Drivers of Insurance M&A
The implementation of the European Solvency II Directive (Solvency II) in 2016 introduced major changes to solvency and supervisory regulation for the insurance industry. As the industry has adapted to Solvency II requirements, the process of achieving capital compliance has required that European insurance groups examine their businesses. Such examination has resulted in these groups frequently identifying assets and businesses suitable for divestment. Brexit may lead to further review of assets and capital requirements, which in turn may create sale opportunities — for example, disposals by UK insurers of marginal EU businesses. This shuffling of assets (by sale of companies, transfers, or reinsurance, depending on the circumstances) has created opportunities for private equity to access insurance investments.
Further, regulators’ changing perceptions of PE firms have eased approvals for buyout firms as owners of insurance sector businesses. As more PE firms have successfully invested in regulated financial services businesses, and with the growing trend for longer-term funds, regulators have accepted PE funds as owners of insurers, reinsurers, agents, brokers, and other regulated entities. Perceived regulatory hurdles to private equity holding insurance assets, particularly in relation to life insurance (the long-term nature of the business was often viewed as incompatible with the typical three to five year hold periods of PE funds) are diminishing.
Regulatory Challenges for PE Firms Buying Insurance Businesses
However, insurance sector investments may present challenges for PE firms, including the need to comply with regulatory capital regimes such as Solvency II — both at the operating insurance company level and at the holding insurance company level. PE firms will find achieving the traditional leveraged investment approach within the regulatory capital requirements (which include limits on the amount and type of debt) challenging. Therefore, PE firms should consider careful and innovative structuring at an early stage to take account of the applicable regulatory requirements.
Breadth of Market Presents Varied Deals
M&A in insurance distribution and brokerage businesses has been particularly active, as market participants seek to consolidate and build scale in a widely fragmented market. Insurance brokers and agents have been attractive targets for PE firms because of the opportunity to grow quickly through acquisitions and the relatively lighter regulatory and capital requirements (compared to, for example, an insurer).

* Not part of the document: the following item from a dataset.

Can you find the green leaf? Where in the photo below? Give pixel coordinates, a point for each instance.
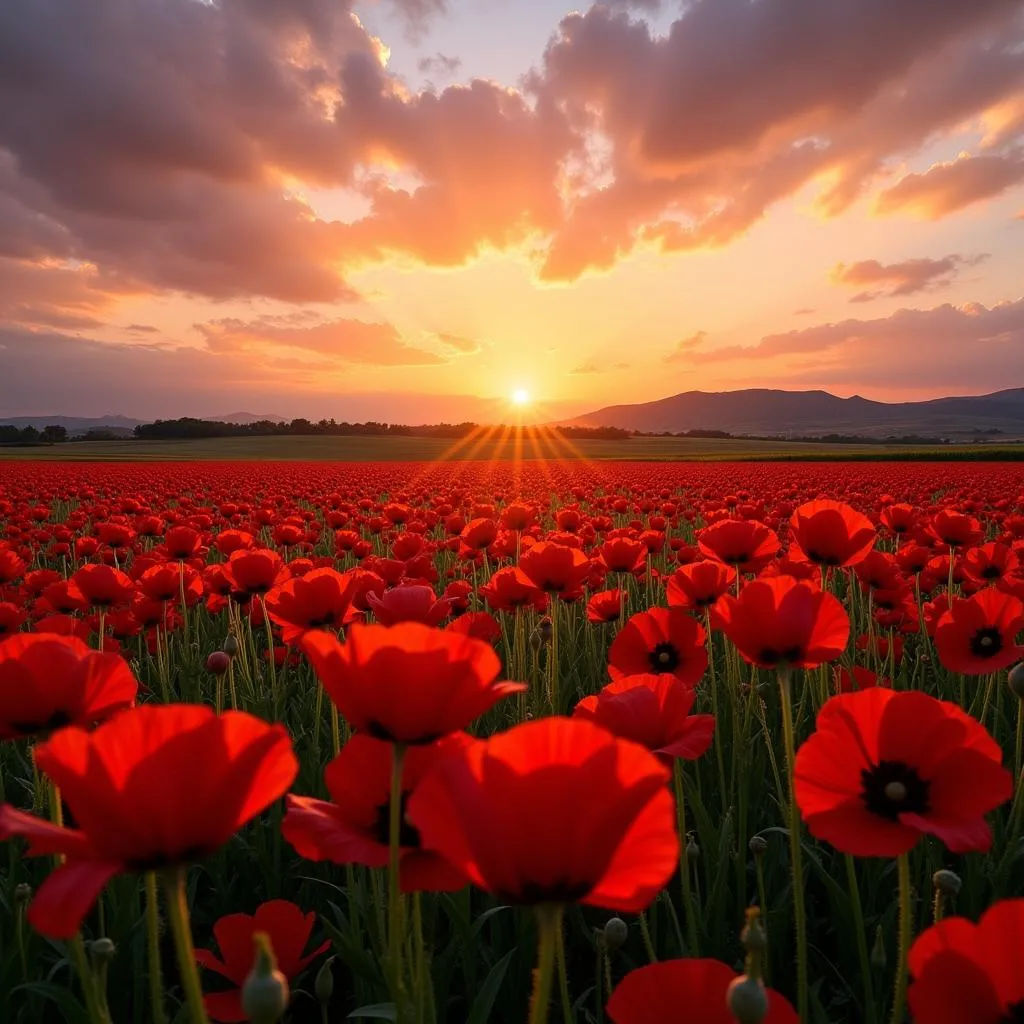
(378, 1012)
(484, 1001)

In addition, the life insurance sector has also been attracting PE firms looking to manage longer-term capital, by acquiring life and annuity businesses and then becoming managers of the premium income assets, and seeking to add value through their investment expertise to generate higher investment returns. We expect that the combination of these factors will lead to continued interest in the UK and European insurance sector from PE firms, particularly from longer-term funds.